4.#131 - Vince Mayle, WR, Washington State

     A broken thumb suffered at the Senior Bowl aside, this is an excellent spot to select what could amount to an opportunity to add a true playmaker to the fold as a fourth receiver - Mayle is just that at the moment with some inconsistent route running and a thick, heavy stride, but his physical stature and athletic traits present an interesting set of intangibles.

At 6' 2" and nearly 230 pounds, Mayle has the size, speed and physical traits of a move tight end, but with a knack of winning almost every jump ball and excels in the vertical routes as he is one of the best in the class at tracking the deep ball over his shoulder and into his hands, making him a natural for both seam routes and sideline go routes.

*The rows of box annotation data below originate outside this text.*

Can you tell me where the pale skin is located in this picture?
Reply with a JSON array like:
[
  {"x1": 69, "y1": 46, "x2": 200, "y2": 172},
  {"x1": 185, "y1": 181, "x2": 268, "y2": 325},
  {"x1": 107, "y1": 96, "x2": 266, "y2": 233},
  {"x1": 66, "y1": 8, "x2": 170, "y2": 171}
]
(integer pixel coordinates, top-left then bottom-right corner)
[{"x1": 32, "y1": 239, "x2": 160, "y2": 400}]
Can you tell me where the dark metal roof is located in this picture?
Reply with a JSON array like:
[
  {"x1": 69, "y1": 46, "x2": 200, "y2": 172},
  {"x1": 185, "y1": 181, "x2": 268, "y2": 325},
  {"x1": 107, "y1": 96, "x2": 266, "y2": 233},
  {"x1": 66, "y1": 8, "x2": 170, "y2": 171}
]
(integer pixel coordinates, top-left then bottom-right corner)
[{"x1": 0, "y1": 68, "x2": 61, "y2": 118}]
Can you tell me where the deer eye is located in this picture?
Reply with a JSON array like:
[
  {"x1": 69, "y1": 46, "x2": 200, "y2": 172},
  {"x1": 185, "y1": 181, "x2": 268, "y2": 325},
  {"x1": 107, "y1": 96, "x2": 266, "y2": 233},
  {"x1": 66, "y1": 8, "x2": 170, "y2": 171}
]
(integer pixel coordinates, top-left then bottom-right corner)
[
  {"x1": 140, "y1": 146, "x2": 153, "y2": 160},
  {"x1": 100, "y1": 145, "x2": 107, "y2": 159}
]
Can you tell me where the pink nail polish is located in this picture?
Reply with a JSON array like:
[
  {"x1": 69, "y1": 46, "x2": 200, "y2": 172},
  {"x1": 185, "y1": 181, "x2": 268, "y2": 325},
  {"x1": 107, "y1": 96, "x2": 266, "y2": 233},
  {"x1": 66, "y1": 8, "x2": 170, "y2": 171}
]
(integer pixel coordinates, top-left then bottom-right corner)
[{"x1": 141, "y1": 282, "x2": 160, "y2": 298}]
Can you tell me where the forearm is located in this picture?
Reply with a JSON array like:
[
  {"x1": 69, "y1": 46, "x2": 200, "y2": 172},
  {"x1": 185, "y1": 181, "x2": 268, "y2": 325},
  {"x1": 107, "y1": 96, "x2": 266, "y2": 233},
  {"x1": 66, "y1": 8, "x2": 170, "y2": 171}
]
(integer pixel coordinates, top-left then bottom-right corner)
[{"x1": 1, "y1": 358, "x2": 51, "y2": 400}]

Mayle is raw in terms of overall route running - which could be attributed to him taking a few years off from College, returning last season - but he is fluid and graceful and plays much faster than his listed combine speed

6.#177 - Alani Fua, OLB, Brigham Young

     Tall, rangy outside linebacker who is fluid and quick-footed enough to handle slot receivers under certain circumstances if need be.  Solid and feisty tackler who can set the edge, but needs to pack on some weight before he's ready to take on the big boys underneath.

Excels at underneath coverages and closes on the ball quickly, which at times makes him more like a vastly oversized strong safety, but also has a mean rip moves as a straight-angle pass rusher off the edge.  There's a lot to like about Fua, but any team that takes him is going to have a tweener that must either pack on some pounds to be more effective on inside pass moves and against the run or use him as a nickle linebacker in the stead of a traditional box safety.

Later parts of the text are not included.